TheSecurities and Exchange Commission gets new leadership.

Gary Gensler, who spurred the US Commodity Futures Trading Commission (CFTC) to action after the 2008 financial crisis, has now been tapped to chair of the Securities and Exchange Commission (SEC).

Many expect him to once again shake up Wall Street. Stock buybacks, political donations, shadow banking activities and even corporate environmental disclosures might draw the attention of Gensler, a former Goldman Sachs banker. Observers expect him to spark controversy.

Corporations may be in for more-stringent reporting requirements under a Gensler-led agency, especially since the Biden administration is expected to take a more aggressive stance with regard to climate change. Listed companies may have to disclose more extensively their environmental, social and governance risks in SEC filings, explaining how climate change could affect their profitability, for instance.

Gensler’s background is in markets and financial technology, not, like many of his predecessors, in enforcement or mergers and acquisitions. As a professor at MIT Sloan School of Management, for instance, he recently taught a course in blockchain technology and how it can transform markets. If confirmed, some close observers anticipate that he will be more open than his predecessor, Jay Clayton, to innovations like cryptocurrency-based exchange-traded funds, for instance.

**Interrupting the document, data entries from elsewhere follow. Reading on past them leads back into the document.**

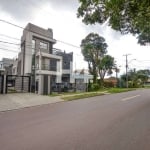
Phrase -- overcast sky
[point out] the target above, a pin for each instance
(60, 15)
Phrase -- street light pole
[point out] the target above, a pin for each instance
(126, 55)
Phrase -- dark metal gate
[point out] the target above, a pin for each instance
(17, 83)
(1, 83)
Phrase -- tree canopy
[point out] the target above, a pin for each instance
(126, 16)
(94, 49)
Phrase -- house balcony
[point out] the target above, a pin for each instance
(47, 55)
(48, 70)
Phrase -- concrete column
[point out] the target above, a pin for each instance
(4, 84)
(49, 84)
(40, 86)
(40, 61)
(59, 71)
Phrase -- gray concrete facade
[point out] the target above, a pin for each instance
(38, 60)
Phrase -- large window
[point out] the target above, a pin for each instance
(43, 45)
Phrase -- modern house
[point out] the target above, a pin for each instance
(40, 68)
(37, 58)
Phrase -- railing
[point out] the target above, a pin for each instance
(48, 67)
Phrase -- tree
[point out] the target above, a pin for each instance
(126, 16)
(93, 48)
(106, 65)
(136, 78)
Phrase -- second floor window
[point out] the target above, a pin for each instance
(43, 45)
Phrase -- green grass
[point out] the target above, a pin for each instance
(81, 96)
(120, 90)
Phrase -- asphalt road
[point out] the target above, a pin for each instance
(110, 122)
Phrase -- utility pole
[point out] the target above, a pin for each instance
(126, 55)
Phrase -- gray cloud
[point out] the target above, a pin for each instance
(23, 9)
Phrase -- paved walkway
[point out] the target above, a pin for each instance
(22, 100)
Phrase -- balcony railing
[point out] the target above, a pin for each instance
(48, 67)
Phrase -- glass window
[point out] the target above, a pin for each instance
(43, 45)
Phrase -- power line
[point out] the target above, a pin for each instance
(9, 37)
(9, 43)
(1, 20)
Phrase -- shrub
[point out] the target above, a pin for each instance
(94, 87)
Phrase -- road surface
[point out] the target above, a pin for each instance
(109, 122)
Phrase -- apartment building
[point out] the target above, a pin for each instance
(49, 68)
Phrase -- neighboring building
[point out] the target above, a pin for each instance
(37, 59)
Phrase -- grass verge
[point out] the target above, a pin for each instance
(120, 90)
(81, 96)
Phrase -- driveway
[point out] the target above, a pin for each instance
(22, 100)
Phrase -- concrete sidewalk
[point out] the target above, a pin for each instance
(22, 100)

As CFTC chair under former President Barack Obama, Gensler wrote tough new rules on swaps trades and exerted generally greater oversight of the derivatives market in the aftermath of the 2008 financial crisis. On the enforcement front, he helped bring charges against five financial institutions for manipulating the Libor, resulting in over $1.7 billion in corporate penalties.

At the SEC, Gensler can be expected to move “in the opposite direction” from Clayton, who was criticized as too easy on corporations at the expense of shareholders. That will mean “expanding and improving industry disclosures and restoring investor rights,” Tyler Gellasch, executive director of the investor-focused Healthy Markets coalition told Reuters.

“He is a tenacious regulator who stood up to the industry titans to rein in their risky behavior,” tweeted Sen. Elizabeth Warren, D-Mass., who had worked with Gensler after the 2008 financial crisis. “He will be an excellent SEC chair during this economic crisis.”